Da escatologia para uns minutos de filosofia do direito, tudo a favor do "sim"
Julgo não ter sido convidado para assistir à conferência de Al Gore, mas não tenho ido ao cacifo, porque estou retido em casa, a tentar dobrar as tormentas gripais. Daí que raros tenham sido os meus contactos com a agitação da cidade, apesar de ter recebido na caixa metálica das cartas em papel um lençol "infomail", dito "a vida concebida jamais será vencida", assinada por uma "Cruzada Internacional do Rosário de Fátima", onde, através de uma pretensa carta aberta, se pretende colonizar os nosso catolicismo com catolicismo exógenos, falsamente escatológicos e a que não vou responder, porque me faltam asas metafísicas para tanto. Basta espreitar o "site" para que remetem, onde qualquer observador pode confirmar como os católicos são hoje, no plano da acção política, um rebanho de muitas seitas, cerca de quinhentas, segundo os especialistas.
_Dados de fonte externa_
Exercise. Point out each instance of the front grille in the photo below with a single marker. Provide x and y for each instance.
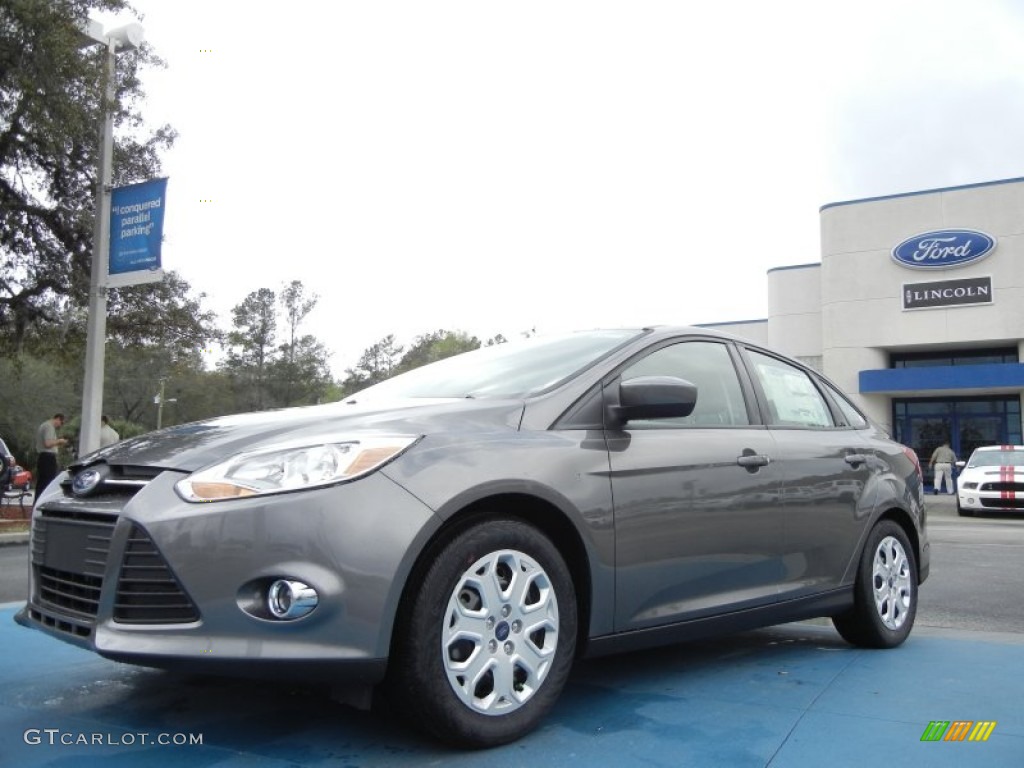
(1004, 503)
(147, 591)
(999, 486)
(69, 554)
É evidente que não considero que os subscritores de tal carta aberta representem a maioria dos activistas do não, entre os quais incluo muitos não-católicos e muitos não-cristãos, não faltando até alguns destacados maçons. Mas quando a hierarquia da Igreja não denuncia estas minorias, fazendo as contas eleiçoeiras de os pretensos bons fins justificarem os maus meios, sou obrigado a reconhecer que esta campanha do referendo cometeu o pecado de nos fazer regressar a um ambiente de confusão entre a política e a religião, contribuindo para agravar a distância entre o eleitorado mais jovem e o eleitorado mais idoso, entre o eleitorado dito católico praticante e o situado noutras categorias, num estabelecimento de fronteiras que afecta esta nossa democracia, cuidadosamente edificada por um armistício entre católicos e maçons, desejosos de um não regresso à Primeira República ou ao Salazarentismo.
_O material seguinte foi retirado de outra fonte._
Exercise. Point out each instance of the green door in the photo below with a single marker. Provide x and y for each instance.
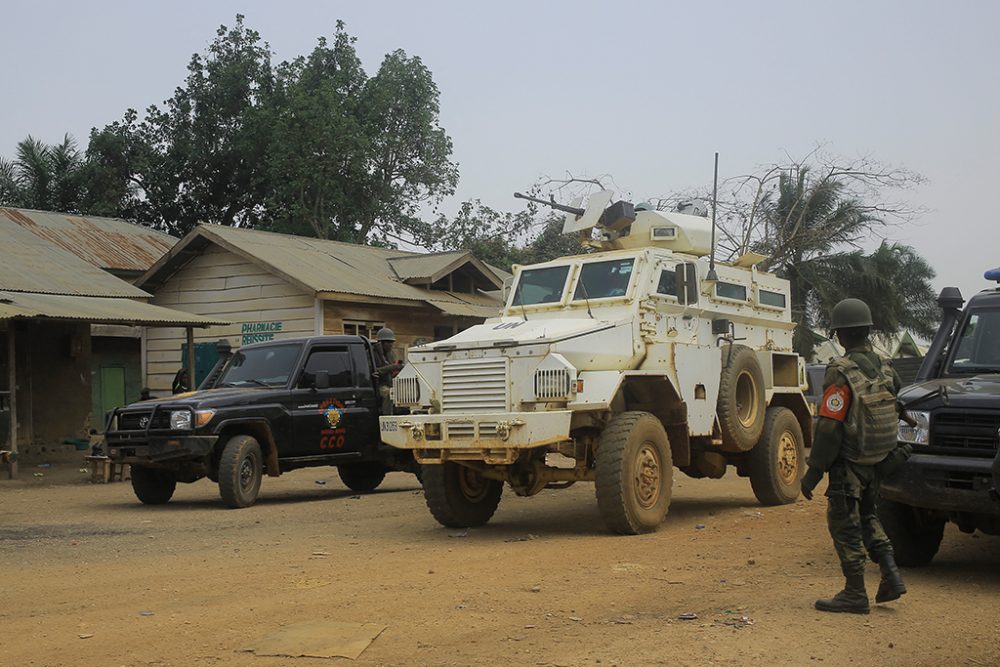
(112, 388)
As feridas estão abertas e têm de cicratizar rapidamente, sob pena de termos que revogar a própria lei vigente sobre a IVG, de restaurarmos a protecção estadual quanto à proibição do divórcio para casamentos canónicos e outras fracturas. É também por isto que vou votar "sim" no próximo domingo. Para que se separe o que é de Deus e o que é de César, sem que a Deus, ou a César, pertença tudo, a fim de que o povo de Deus possa pertencer ao que pretende e o povo da República ao que quer, mesmo que a multiplicidade das pertenças individuais gere inúmeras coincidências que não devem ser remetidas para a inquisitorial regra do relaxamento ao braço secular.
Alguns dos defensores do "não", ao cederem ao finalismo, quase dizem o mesmo que o ministro hitleriano da justiça, no congresso do partido nazi realizado em Leipzig, em 1933, assinalava muito mais simplesmente que direito é tudo aquilo que for útil ao povo alemão, e injustiça tudo aquilo que for prejudicial ao povo alemão...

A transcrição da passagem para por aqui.